Omong-omong, jam istirahat telah berbunyi, Lala tidak berniat untuk pergi ke kantin. Ia hanya memakan dua buah permen untuk menambah energinya.

Disisi lain, Lala belum membuka hadiah pemberian Jay. Karena penasaran, Lala pun membukanya dan benar saja ada secarik surat disana.

'Hi Thea! Gue denger dari Andra, ponsel lo lagi rusak ya? Jadi gue kasih ponsel ini buat lo. Gue harap, dengan ponsel ini lo bisa hubungi anak-anak RIVERA dan gue juga. Jangan dikembalikan ya! Dan semoga, apapun masalah yang lo hadapi cepat selesai. I always here for you, The.'

Membacanya membuat Lala tersenyum kecil, Jay sangat perhatian. Tanpa sadar kedua mata Lala menjadi berkaca-kaca.

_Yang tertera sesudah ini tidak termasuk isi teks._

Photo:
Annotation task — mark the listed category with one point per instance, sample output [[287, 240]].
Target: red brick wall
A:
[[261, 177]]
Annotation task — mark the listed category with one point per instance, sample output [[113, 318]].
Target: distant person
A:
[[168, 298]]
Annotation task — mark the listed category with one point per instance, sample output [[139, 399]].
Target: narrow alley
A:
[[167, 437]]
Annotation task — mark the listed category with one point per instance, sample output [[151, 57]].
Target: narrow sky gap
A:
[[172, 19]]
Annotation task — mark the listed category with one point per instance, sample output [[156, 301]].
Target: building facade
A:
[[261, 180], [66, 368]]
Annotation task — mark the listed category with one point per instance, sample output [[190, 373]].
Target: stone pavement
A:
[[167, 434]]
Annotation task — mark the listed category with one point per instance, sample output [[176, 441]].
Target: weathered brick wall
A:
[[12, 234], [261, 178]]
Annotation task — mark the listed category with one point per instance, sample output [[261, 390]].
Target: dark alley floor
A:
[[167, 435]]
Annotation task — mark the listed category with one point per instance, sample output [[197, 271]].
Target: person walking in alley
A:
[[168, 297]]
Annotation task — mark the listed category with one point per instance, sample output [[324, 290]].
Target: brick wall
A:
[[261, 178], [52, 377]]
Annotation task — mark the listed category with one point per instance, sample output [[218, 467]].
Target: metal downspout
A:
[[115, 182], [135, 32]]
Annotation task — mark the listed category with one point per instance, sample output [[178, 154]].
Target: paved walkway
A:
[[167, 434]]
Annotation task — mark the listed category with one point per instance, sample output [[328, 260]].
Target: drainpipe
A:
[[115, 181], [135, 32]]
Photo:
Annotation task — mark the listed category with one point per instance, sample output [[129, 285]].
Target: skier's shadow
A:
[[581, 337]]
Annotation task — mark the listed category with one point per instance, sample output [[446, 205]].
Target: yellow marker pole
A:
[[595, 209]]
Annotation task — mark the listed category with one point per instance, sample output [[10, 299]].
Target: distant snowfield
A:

Lala harus terus semangat bukan? Setidaknya, masih ada orang-orang yang menyayanginya. Walau hanya beberapa saja. Lala rasa itu cukup daripada banyak orang namun mereka semua membenci Lala diam-diam.

Lala harus kuat dan berusaha untuk menyelesaikan masalahnya. Dan Lala harap, tidak ada penghianat yang berpura-pura baik di pihaknya.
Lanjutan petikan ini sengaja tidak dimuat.